12. En quatrième lieu, l’arrêté n° 3005 BAC du 20 septembre 1972 fixant cette limite à 80 % pour les centimes additionnels à la contribution des patentes a été signé, pour le gouverneur en mission, par le secrétaire général, M. Tissier. Ce dernier avait, de par ses fonctions, compétence pour remplacer le gouverneur en cas d’absence ou d’empêchement. Par suite, le moyen tiré de ce que l’arrêté du 20 septembre 1972 fixant le maximum des centimes additionnels serait entaché d’incompétence doit être écarté.

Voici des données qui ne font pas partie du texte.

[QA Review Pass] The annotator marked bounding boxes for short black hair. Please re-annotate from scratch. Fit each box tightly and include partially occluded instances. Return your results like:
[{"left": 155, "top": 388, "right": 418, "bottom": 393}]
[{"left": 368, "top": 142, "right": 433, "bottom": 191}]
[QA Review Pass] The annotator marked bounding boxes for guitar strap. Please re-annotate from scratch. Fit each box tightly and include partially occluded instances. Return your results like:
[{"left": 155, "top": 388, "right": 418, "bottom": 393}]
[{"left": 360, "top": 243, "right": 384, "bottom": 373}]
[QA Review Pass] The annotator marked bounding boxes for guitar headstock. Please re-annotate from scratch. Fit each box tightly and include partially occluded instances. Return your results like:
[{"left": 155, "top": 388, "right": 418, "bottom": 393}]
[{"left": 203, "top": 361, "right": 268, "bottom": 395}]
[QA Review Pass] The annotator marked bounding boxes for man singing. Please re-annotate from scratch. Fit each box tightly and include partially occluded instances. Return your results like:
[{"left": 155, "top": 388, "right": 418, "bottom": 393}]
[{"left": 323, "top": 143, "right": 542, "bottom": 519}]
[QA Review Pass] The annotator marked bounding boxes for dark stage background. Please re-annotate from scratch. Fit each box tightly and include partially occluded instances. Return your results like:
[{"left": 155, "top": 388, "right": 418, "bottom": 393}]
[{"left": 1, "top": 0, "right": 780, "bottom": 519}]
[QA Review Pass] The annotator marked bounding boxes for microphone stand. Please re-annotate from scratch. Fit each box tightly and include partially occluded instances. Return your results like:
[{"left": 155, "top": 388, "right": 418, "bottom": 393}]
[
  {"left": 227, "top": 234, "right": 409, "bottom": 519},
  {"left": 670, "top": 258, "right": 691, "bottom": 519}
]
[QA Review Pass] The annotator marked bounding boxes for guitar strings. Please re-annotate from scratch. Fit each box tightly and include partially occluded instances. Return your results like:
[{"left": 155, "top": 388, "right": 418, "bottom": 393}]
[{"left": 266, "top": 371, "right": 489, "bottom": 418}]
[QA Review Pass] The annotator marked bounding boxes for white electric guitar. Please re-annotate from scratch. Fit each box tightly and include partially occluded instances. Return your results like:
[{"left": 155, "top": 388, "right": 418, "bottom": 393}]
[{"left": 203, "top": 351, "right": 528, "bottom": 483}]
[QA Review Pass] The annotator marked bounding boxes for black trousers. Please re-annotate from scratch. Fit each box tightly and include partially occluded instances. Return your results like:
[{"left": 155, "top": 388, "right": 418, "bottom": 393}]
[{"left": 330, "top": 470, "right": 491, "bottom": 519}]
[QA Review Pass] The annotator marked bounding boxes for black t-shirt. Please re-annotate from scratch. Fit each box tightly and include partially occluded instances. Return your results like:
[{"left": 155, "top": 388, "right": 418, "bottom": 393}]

En ce qui concerne la taxe sur la valeur locative des locaux professionnels : 13. La délibération du conseil municipal de la commune de Taiarapu- Est du 6 janvier 2005 instituant la TVLLP a été prise sur le fondement du h) du paragraphe 4 de l’article 47 du décret du 8 mars 1879, applicable à cette commune en vertu du décret du 20 mai 1890, dans sa rédaction issue des dispositions de l’article 1er du décret du 5 août 1939. Ainsi, le moyen tiré de ce qu’elle serait dépourvue de fondement légal doit être écarté. 14. Il résulte de ce qui précède que la SAS Commerciale de Taiarapu n’est pas fondée à demander la décharge des impositions contestées.
Sur l’application de l’article L. 761-1 du code de justice administrative : 15. La SAS Commerciale de Taiarapu, qui est la partie perdante, n’est pas fondée à demander qu’une somme soit mise à la charge de la Polynésie française au titre de l’article L. 761-1 du code de justice administrative.
DECIDE :
Article 1er : Il n’y a pas lieu de statuer sur les conclusions en décharge de la contribution des patentes de l’année 2016, à hauteur de la somme de 2 413 208 F CFP.
Article 2 : Le surplus des conclusions de la requête de la SAS Commerciale de Taiarapu est rejeté.
Article 3 : Le présent jugement sera notifié à la SAS Commerciale de Taiarapu et à la Polynésie française.
Délibéré après l'audience du 28 novembre 2017, à laquelle siégeaient : M. Tallec, président, Mme Meyer, première conseillère, Mme Zuccarello, première conseillère.
Lu en audience publique le 12 décembre 2017.
La greffière,
D. Germain
La République mande et ordonne au haut-commissaire de la République en Polynésie française en ce qui le concerne ou à tous huissiers de justice à ce requis en ce qui concerne les voies de droit commun contre les parties privées, de pourvoir à l'exécution de la présente décision.